Many of the ablest lawyers having decided that no extension of franchise, not even a school vote, could be secured in Rhode Island through the Legislature (except possibly Presidential Suffrage) and the amendment to the constitution having been defeated by so heavy a vote, it was deemed best not to ask for another submission of the question for a term of years. Therefore other matters, involving legal equality of the sexes, formed for a while the chief subjects for legislative work.
In 1892 a special appeal was made to the General Assembly to confer upon women by statute the right to vote for presidential electors. Three hearings were had before the House committee but the bill was not reported.
In 1895 a hearing, managed by Mrs. Jeanette S. French, was granted by the Senate committee. A number of able women of the State made addresses and the committee reported unanimously in favor of submitting again an amendment for the Full Suffrage. It was too late, however, for further action and was referred to the May session. At that time it passed the Senate but was lost in the House by a small majority.

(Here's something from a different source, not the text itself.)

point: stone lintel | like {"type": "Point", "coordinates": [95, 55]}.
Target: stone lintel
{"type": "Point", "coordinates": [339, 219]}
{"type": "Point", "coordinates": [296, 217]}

In 1897 the Governor was empowered by the General Assembly to appoint a commission to revise the State constitution. This was deemed by many as opposed to the spirit of the basic law of the Commonwealth, in substituting a small appointive body for the Constitutional Convention of Electors previously considered necessary to revise the fundamental law of the State, but the commission was appointed. The Woman Suffrage Association early presented a claim for a hearing which was granted for May 11. The Rev. Anna Garlin Spencer conducted it and introduced the other speakers who were all citizens of the State and of influence in their communities.[430] After interviews were held with the commission, the association adopted resolutions which were afterwards incorporated in a letter and read by Mrs. Bolles to the Committee on Revision. It said in part:
We are informed that you consider it inadvisable to incorporate a suffrage amendment in the revised constitution lest it endanger the acceptance of other proposed and necessary changes. This view may be correct, but surely it need not prevent you from advising a provision by which the Legislature would be empowered to extend suffrage to women at its discretion, and this we greatly desire. A conservative measure of this nature could not call out a large amount of antagonism from the voters, while it would be a great help to women in their efforts to obtain a voice in such matters of public concern as are of vital importance to their interests. The constitution of Rhode Island is far behind the spirit of the age in its treatment of women, as only one other State makes it equally difficult for them to obtain even the simplest form of political rights. In revising the fundamental law this fact ought not to be overlooked and the instrument should be so constructed as to bring it up to date in this respect.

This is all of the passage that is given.